Half Way Point

I am half way through treatments; I had surgery Monday morning to remove the tumor. The mass removed from my leg was approximately 3.5 inches long; the incision is about 9 inches long. I am surprised how well I am feeling. For me, the surgery has been easier than the chemo; the chemo side effects last much longer. I haven't needed pain medication since Tuesday morning. I plan to return to work this Friday.

The hardest part is giving myself shots in the stomach to prevent post-surgery blood clots. I now have some understanding of what diabetics go through. In two weeks, I meet with the surgeon and oncologist. If the tumor has responded to chemo (i.e. shows signs of dying) then I will have three more chemo cycles. If there has been no effect on the tumor then I may not have any more chemo.

I want to thank everyone for the phone calls, texts, thoughts and prayers sent my way. I truly appreciate it.

Room With a View

I’m sorry I haven’t written for some time. During my third chemo treatment, I had a room with a great view of downtown , Mt Hood, Mt Adams and Mt St Helens.

Here is a quick update on were things are right now. I am half way through my chemo treatments and I completed eight days of radiation. The end of this month the surgeon will remove my tumor. I have been very fortunate and haven’t felt ill from chemo or the radiation treatments. The biggest side effect for me is fatigue.

My doctor did a rough measurement and believes my tumor shrunk by 1 cm. I had an MRI today so I will know more accurate measures later this week.

The Machine

Some days all I want is for the machine to function.

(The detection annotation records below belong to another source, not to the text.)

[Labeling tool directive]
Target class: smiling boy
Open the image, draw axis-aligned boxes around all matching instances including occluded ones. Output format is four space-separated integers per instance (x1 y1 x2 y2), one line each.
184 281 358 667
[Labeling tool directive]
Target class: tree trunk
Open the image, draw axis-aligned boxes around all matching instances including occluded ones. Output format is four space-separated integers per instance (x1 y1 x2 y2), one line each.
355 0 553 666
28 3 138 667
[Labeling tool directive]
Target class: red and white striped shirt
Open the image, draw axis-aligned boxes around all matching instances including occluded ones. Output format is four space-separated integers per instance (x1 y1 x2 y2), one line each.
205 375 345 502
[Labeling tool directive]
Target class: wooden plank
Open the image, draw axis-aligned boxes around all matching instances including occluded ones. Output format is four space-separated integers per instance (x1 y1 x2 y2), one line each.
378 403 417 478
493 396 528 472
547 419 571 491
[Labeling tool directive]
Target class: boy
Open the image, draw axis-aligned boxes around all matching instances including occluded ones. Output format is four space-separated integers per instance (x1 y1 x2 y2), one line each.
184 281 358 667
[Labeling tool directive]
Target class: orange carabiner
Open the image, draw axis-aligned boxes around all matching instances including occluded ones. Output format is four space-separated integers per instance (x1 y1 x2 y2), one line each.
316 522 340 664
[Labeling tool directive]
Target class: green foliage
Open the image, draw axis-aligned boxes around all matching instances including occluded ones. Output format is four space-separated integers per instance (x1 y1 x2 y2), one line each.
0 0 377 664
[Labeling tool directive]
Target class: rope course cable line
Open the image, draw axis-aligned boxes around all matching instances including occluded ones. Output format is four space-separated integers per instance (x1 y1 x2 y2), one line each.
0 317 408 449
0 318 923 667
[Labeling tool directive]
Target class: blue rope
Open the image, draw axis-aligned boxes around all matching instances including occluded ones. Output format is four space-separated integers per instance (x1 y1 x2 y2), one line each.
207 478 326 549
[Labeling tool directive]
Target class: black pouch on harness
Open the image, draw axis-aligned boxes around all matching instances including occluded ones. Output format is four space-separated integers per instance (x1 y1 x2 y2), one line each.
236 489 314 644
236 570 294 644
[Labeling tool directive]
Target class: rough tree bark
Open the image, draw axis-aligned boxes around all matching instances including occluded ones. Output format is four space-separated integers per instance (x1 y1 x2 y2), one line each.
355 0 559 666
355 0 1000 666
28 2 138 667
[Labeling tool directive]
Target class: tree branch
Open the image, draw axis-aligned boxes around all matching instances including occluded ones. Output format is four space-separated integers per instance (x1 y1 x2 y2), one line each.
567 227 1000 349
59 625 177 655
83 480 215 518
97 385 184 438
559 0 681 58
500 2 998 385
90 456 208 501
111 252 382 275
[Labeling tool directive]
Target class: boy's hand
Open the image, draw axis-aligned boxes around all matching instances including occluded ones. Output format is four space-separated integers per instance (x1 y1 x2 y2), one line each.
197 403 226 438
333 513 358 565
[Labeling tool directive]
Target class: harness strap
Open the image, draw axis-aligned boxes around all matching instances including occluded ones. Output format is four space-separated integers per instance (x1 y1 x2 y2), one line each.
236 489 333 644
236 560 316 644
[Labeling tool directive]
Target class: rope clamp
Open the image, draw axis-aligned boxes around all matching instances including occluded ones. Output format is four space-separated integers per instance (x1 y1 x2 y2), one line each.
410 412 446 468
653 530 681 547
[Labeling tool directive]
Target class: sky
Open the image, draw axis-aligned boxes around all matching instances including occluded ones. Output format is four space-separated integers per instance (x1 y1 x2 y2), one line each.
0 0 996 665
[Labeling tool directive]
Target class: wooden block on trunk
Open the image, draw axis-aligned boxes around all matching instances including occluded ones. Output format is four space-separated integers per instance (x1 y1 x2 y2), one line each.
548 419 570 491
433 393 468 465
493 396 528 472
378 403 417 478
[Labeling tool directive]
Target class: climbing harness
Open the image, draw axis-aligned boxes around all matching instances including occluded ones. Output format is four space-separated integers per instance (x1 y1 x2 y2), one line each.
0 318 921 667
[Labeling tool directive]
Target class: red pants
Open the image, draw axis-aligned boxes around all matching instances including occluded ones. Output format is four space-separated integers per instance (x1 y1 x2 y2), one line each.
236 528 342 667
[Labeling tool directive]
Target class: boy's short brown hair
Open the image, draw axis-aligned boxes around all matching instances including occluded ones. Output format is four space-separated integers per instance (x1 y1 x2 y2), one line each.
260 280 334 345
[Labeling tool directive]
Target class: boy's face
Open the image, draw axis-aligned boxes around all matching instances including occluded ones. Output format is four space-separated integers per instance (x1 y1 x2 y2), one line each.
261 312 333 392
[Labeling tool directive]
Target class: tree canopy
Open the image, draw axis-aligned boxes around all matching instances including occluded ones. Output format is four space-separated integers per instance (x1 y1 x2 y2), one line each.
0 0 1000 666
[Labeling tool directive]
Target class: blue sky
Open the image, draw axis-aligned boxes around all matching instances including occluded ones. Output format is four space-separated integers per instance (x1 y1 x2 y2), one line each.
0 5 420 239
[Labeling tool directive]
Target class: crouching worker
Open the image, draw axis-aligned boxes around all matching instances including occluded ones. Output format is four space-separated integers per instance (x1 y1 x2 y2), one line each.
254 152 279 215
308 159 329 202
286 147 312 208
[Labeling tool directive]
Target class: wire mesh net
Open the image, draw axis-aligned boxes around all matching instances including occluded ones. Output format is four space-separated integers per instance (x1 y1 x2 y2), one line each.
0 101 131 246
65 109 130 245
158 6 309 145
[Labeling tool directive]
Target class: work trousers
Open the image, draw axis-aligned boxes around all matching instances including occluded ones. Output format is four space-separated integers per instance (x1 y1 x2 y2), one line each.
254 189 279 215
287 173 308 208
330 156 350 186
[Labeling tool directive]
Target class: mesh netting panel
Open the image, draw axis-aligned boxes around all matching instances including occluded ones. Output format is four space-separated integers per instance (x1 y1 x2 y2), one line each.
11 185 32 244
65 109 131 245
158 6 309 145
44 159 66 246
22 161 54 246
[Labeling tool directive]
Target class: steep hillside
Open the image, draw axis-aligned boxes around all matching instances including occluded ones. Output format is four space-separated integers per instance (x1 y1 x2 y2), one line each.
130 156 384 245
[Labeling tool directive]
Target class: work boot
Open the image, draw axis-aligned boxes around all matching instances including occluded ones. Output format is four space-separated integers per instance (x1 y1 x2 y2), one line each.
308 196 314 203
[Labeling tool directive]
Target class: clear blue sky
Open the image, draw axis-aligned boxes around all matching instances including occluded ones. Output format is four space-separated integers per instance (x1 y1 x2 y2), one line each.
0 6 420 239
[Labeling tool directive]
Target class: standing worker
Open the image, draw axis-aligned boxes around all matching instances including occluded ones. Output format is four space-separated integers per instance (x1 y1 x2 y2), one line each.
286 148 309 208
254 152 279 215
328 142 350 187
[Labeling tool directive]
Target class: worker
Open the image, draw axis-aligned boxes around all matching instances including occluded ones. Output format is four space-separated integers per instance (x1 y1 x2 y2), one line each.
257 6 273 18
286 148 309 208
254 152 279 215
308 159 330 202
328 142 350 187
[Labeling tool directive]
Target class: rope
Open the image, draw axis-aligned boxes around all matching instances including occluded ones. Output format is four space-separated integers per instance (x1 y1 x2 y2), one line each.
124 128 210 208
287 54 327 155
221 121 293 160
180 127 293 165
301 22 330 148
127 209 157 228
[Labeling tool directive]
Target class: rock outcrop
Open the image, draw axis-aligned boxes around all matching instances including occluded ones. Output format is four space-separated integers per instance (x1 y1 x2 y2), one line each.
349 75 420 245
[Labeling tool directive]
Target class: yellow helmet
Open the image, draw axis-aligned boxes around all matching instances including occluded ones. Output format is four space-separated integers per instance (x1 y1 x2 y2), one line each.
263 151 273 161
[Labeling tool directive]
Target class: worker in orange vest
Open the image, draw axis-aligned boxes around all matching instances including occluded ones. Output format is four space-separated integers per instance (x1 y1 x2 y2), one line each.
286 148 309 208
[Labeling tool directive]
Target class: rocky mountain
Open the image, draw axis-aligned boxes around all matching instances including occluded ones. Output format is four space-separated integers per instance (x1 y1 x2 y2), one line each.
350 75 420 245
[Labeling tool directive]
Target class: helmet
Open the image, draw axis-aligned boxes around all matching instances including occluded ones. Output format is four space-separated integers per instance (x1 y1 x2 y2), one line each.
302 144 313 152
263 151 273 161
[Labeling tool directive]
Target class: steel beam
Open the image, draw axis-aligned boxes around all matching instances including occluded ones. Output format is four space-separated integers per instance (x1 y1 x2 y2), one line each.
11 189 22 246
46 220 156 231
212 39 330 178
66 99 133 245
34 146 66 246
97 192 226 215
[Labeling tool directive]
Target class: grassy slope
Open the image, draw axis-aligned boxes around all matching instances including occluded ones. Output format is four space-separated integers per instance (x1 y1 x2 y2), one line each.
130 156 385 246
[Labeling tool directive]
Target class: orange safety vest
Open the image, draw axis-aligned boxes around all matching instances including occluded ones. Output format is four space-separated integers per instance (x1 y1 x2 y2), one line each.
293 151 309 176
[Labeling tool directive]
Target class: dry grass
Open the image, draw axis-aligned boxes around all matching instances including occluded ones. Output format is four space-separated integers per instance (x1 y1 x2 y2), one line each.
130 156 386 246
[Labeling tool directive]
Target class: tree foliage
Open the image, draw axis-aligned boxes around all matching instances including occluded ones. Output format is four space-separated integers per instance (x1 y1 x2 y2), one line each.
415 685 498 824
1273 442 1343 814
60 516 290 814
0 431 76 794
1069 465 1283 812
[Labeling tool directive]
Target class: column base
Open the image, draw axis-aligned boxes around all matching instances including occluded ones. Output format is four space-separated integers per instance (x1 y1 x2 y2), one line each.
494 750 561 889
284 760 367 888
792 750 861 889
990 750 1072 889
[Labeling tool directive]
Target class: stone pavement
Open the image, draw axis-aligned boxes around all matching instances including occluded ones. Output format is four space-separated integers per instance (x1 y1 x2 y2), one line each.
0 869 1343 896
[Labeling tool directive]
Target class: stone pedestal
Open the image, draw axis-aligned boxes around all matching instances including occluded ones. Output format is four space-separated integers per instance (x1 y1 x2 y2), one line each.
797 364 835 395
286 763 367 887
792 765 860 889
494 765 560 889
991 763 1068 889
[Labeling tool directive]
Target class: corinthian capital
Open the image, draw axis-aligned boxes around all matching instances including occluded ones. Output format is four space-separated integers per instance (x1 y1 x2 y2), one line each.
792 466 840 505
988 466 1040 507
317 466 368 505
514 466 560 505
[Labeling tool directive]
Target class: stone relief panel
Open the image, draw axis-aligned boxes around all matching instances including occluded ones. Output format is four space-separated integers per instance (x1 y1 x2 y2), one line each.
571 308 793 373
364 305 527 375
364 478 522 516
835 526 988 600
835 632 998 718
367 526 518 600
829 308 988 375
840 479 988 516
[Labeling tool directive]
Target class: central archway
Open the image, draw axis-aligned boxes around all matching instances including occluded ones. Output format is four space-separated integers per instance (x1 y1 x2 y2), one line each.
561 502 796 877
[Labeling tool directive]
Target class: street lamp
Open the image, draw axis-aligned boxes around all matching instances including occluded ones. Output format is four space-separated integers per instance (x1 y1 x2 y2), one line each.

By the machine I am referring to the family schedule. If I just oil everything properly, get the kids fed, out the door, walk the dog, go to work then the "mechanical" routine maintains my forward momentum. I am careful not to look back at the wake left behind by the morning routine (a messy kitchen, a table littered with dishes, towels and clothes on the floor).  Most days I can handle the job of House Manager-Scheduler-Mechanic.

Sometimes something breaks. Someone is sick and the domino effect begins. I have to slow down. Shift gears. And it alters my misguided belief that forward momentum equals progress.

Today, let progress be to sit still, nurse a sore throat and read a book to my child. Progress. So be it.

My New Coif

I’m sporting my new look. Not all my hair is gone yet; I’m transitioning with a short-shaved cut. I thought I’d have an irregular, egg -shaped head but I was happily surprised (and relieved) that my head looks normal. The best comment so far came from Rylan’s friend Rees. “Mike, why did you shave your head? You look like an alien.”

I want to say a big thank you to Christi Carlo for taking photos and to John Chuck for styling my new coif.

Ch-ch-changes

Hair today. Gone tomorrow.

Week 3

I made it through my first chemo cycle. I checked in to the hospital last Thursday and returned home Easter Sunday. I had a private room with a tv. I tried to stay busy during the day with work and walking the halls. Julie and the kids visited for dinner and a movie at night.

In preparation for daily chemo, I was given about 8 pills one hour before treatment to minimize the nausea. The chemo treatments took about 2.5 hours each day and were delivered intravenously.

The nursing staff at OHSU is great. I didn’t have nausea but I did get indigestion from the treatments. They gave me yogurt to help with indigestion. After returning home, I felt tired and didn't have much energy. I started feeling like myself again by Wednesday.

I am very thankful for all the support.